Surrounded by pillows is very different from using two towel or blanket rolls - one on either side. This is a method they used in the hospital with my son. Use towel or blankets rolled up.
Ame

By Texannie on Thursday, June 24, 2004 - 01:08 am:

She slept for 13 hours?????????!! WOW!!! I had great sleepers, but never that good!

It's so funny about the whole sleep tummy or back. My kids are 4.5 years apart. The EXPERTS were adamant that the oldest sleep on his stomach no matter what, then the EXPERTS decided that the youngest needed to sleep on her back.

By Conni on Thursday, June 24, 2004 - 09:20 am:

lTonya you have a healthy 6 yo little boy and a healthy 4mos old baby girl. I am sure you know what you are doing! I hope things get better soon and you are getting more rest. My only piece of advice to you is during these phases when you arent getting enough reast--have your dh help or ask a friend/relative to help you out while you take a nap or something. :)

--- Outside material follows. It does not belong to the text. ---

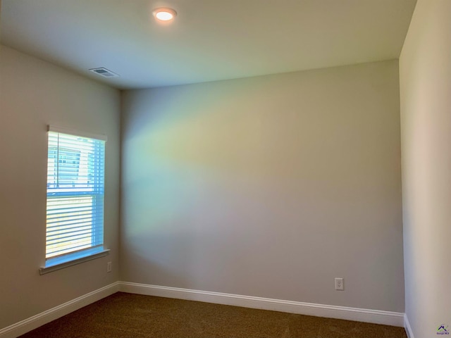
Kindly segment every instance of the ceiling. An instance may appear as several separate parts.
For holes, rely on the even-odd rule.
[[[415,3],[2,0],[1,38],[111,87],[149,88],[397,58]],[[161,6],[178,12],[171,25],[154,20]]]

This phase will pass soon and she will find a new one. LOL Just teasin'! (kinda)

By Momaroze on Thursday, June 24, 2004 - 07:15 pm:

She will find a new one!! LOL

By Kaye on Saturday, June 26, 2004 - 08:12 pm:

Tonya, consider letting her sleep with you. Espcially for belly sleepers, the chance of sids is greatly decreased by co sleeping.

By Melana on Saturday, June 26, 2004 - 09:06 pm:

My daughter is, and always has been a belly sleeper, we were co-sleepers for the first three months, and after that DH came home from basic training, so off to the crib she went, she still slept with us about once or twice a week. From that to sleeping next to our bed in her basinet(sp?) and finnally in her own crib. Now she's 10 months, tosses a lot, and I have yet to go longer than a few days of all night sleeping. *sigh*
It's gonna get better though, and if you nurse her, co-sleeping is SOOOO much easier! You don't even have to wake up to nurse, lol, I didn't.